Show that if $G$ is a cyclic group of order $p^n-1$ ($p-$ prime) then every element of G can be written in the form $a^p$, $a \in G$
I know that if $a \in G$ then $$a^{p^n-1}=e$$ where $e $ is the unit element in $G$
$$a^{p^n}=a \Rightarrow a^{p^{n+1}}=a^p$$ Now since $(p^n-1,p^{n+1})=1$ then $a^p$ generates the group $G$
Is this correct?
On
Suppose that the map $x\mapsto x^p$ is non-injective: $a^p=b^p, a\ne b$. Since $p, p^n -1$ are coprime there exist $u,v$ such that $up+v(p^n-1)=1$. Then $a=a^{up+v(p^n-1)}=b^{up+v(p^n-1)}=b$, a contradiction. So the map is injective. Then it is surjective. QED We are using the fact that in a group of order $k$ we have $x^k=1$ for every $x$.
On
Conceptually, by below: $\,k\!=\!p\,$ is coprime to $\color{#0a0}{f= p^n\!-\!1}\,$ so we can take $p$'th roots: $\,g = (g^{1/p})^p$.

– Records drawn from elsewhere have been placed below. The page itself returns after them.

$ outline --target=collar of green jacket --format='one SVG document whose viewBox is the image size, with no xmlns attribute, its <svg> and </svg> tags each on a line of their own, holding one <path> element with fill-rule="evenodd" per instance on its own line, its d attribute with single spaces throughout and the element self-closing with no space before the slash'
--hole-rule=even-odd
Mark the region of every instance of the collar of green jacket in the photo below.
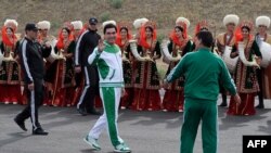
<svg viewBox="0 0 271 153">
<path fill-rule="evenodd" d="M 199 48 L 198 51 L 209 51 L 210 52 L 210 49 L 209 48 Z"/>
<path fill-rule="evenodd" d="M 114 44 L 109 44 L 107 41 L 104 41 L 105 44 L 105 52 L 108 53 L 117 53 L 119 51 L 119 48 L 114 43 Z"/>
</svg>

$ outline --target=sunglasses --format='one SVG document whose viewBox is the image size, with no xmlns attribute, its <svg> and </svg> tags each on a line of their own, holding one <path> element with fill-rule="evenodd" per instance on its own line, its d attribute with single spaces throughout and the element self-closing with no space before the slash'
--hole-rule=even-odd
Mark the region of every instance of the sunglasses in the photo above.
<svg viewBox="0 0 271 153">
<path fill-rule="evenodd" d="M 115 35 L 116 31 L 113 31 L 113 33 L 106 33 L 106 35 Z"/>
</svg>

Theorem $ $ [Compute $k$'th root by raising to power $\frac{1}k\!\pmod{\!f}\,$ if $\,k\,$ is coprime to $\color{#0a0}{{\rm period}\ f}$]

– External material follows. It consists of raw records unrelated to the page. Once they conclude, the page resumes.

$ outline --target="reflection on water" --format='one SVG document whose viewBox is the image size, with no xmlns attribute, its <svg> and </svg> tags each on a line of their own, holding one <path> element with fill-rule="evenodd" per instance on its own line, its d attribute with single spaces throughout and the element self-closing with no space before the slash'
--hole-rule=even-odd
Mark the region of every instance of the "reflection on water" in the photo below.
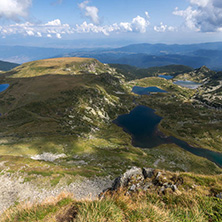
<svg viewBox="0 0 222 222">
<path fill-rule="evenodd" d="M 0 92 L 5 91 L 9 87 L 9 84 L 0 84 Z"/>
<path fill-rule="evenodd" d="M 134 86 L 132 92 L 138 95 L 149 95 L 151 92 L 166 93 L 167 91 L 162 90 L 156 86 L 151 86 L 151 87 Z"/>
<path fill-rule="evenodd" d="M 192 82 L 192 81 L 182 81 L 182 80 L 178 80 L 176 82 L 174 82 L 174 84 L 179 85 L 179 86 L 183 86 L 189 89 L 197 89 L 199 86 L 201 86 L 200 83 L 196 83 L 196 82 Z"/>
<path fill-rule="evenodd" d="M 222 166 L 222 154 L 207 149 L 195 148 L 175 137 L 165 137 L 157 130 L 161 117 L 146 106 L 137 106 L 129 114 L 120 115 L 114 123 L 132 136 L 132 144 L 141 148 L 153 148 L 161 144 L 175 143 L 184 150 Z"/>
</svg>

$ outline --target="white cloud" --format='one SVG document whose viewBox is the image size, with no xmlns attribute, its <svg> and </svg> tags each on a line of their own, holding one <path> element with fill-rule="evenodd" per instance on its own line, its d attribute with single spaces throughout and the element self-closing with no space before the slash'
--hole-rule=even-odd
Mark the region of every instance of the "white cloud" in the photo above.
<svg viewBox="0 0 222 222">
<path fill-rule="evenodd" d="M 62 38 L 61 34 L 60 33 L 56 33 L 56 38 L 61 39 Z"/>
<path fill-rule="evenodd" d="M 139 32 L 145 33 L 150 22 L 148 21 L 148 13 L 145 13 L 146 18 L 137 16 L 132 19 L 131 22 L 120 22 L 119 24 L 114 23 L 109 26 L 99 26 L 93 23 L 83 22 L 81 25 L 76 25 L 75 31 L 77 33 L 103 33 L 104 35 L 109 35 L 112 32 Z"/>
<path fill-rule="evenodd" d="M 61 26 L 61 21 L 59 19 L 55 19 L 53 21 L 47 22 L 46 26 Z"/>
<path fill-rule="evenodd" d="M 45 24 L 34 24 L 30 22 L 16 23 L 13 25 L 0 27 L 0 35 L 5 37 L 7 35 L 20 34 L 24 36 L 48 37 L 61 39 L 64 35 L 74 33 L 102 33 L 110 35 L 110 33 L 121 32 L 137 32 L 145 33 L 149 26 L 149 16 L 145 13 L 145 17 L 137 16 L 131 22 L 120 22 L 112 25 L 96 25 L 93 23 L 76 24 L 75 27 L 70 27 L 69 24 L 63 24 L 59 19 L 49 21 Z"/>
<path fill-rule="evenodd" d="M 153 29 L 156 32 L 166 32 L 166 31 L 173 32 L 173 31 L 176 31 L 175 27 L 164 25 L 163 22 L 161 22 L 159 26 L 154 26 Z"/>
<path fill-rule="evenodd" d="M 74 33 L 73 28 L 68 24 L 62 24 L 59 19 L 49 21 L 46 24 L 33 24 L 30 22 L 16 23 L 9 26 L 4 26 L 0 29 L 2 36 L 22 34 L 36 37 L 62 38 L 62 34 Z"/>
<path fill-rule="evenodd" d="M 84 11 L 86 17 L 89 17 L 94 24 L 99 24 L 99 9 L 95 6 L 88 6 L 89 1 L 79 4 L 79 8 Z"/>
<path fill-rule="evenodd" d="M 185 10 L 175 9 L 174 15 L 182 16 L 189 29 L 201 32 L 217 32 L 222 29 L 221 0 L 189 0 Z"/>
<path fill-rule="evenodd" d="M 0 0 L 0 18 L 19 21 L 28 16 L 32 0 Z"/>
<path fill-rule="evenodd" d="M 137 16 L 131 23 L 132 30 L 135 32 L 145 33 L 146 28 L 149 25 L 149 21 L 141 16 Z"/>
</svg>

Suppose that $\ \color{#0a0}{a^f} = 1 = \color{#0a0}{b^f},\ $ and that $\ \color{#c00}{1/k}_f:= k^{-1}\equiv k'\pmod{\!f},\, $ so $\, \color{#90f}{kk'} = 1 \!+\! jf.\, $ Then
$$ \bbox[10px,border:1px solid #c00]{\large a^{\large\color{#c00} k}= b \iff a = b^{\large (\color{#c00}{1/k})_{f}} }\qquad\qquad$$
Proof $\ (\Rightarrow)\ \ \ b = a^{\large k}\,\Rightarrow\, b^{\large k'}\! = a^{\large\color{#90f}{kk'}}\! = a^{\large 1+fj} = a(\color{#0a0}{a^{\large f}})^{\large j} = a.\ $ $(\Leftarrow)\ $ Same way $\ (a = b^{\large k'})^{\large k}$
Remark $ $ The proof was excerpted from this answer in an elementary number theory context (which might prove helpful as motivation). If you have good knowledge of (cyclic) groups then you may find it instructive to polish it in that language.

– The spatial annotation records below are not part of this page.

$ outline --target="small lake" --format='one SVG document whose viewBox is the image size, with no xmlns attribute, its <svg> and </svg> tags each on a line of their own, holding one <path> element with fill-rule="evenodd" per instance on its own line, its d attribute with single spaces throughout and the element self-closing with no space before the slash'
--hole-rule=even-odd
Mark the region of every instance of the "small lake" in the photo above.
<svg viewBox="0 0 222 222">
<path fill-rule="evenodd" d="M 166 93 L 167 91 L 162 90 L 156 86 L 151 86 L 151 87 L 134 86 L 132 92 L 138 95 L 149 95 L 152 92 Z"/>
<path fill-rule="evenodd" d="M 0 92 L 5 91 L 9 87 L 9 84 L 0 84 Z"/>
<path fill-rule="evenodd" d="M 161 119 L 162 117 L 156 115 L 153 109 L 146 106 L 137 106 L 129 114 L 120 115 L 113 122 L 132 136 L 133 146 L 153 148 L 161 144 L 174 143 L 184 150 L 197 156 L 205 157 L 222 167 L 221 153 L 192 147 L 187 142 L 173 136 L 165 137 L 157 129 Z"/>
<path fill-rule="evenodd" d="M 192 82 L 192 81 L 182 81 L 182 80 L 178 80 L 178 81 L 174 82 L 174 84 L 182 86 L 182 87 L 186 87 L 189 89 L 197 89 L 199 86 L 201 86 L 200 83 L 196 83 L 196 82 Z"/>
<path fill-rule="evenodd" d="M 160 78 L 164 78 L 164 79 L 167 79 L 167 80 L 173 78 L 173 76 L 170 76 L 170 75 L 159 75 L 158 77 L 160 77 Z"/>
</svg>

Let $r,s$ be coprime positive integers. Then if $G$ is finite of order (or just exponent) $r$, every element of $G$ can be written as $a^s$ with $a\in G$.
To see this, not that there are integers $u,v$ such that $ur+vs=1$. Now given $g\in G$, we have $$ g=g^1=g^{ur+vs}=(g^r)^u(g^v)^s=(g^v)^s$$ as desired.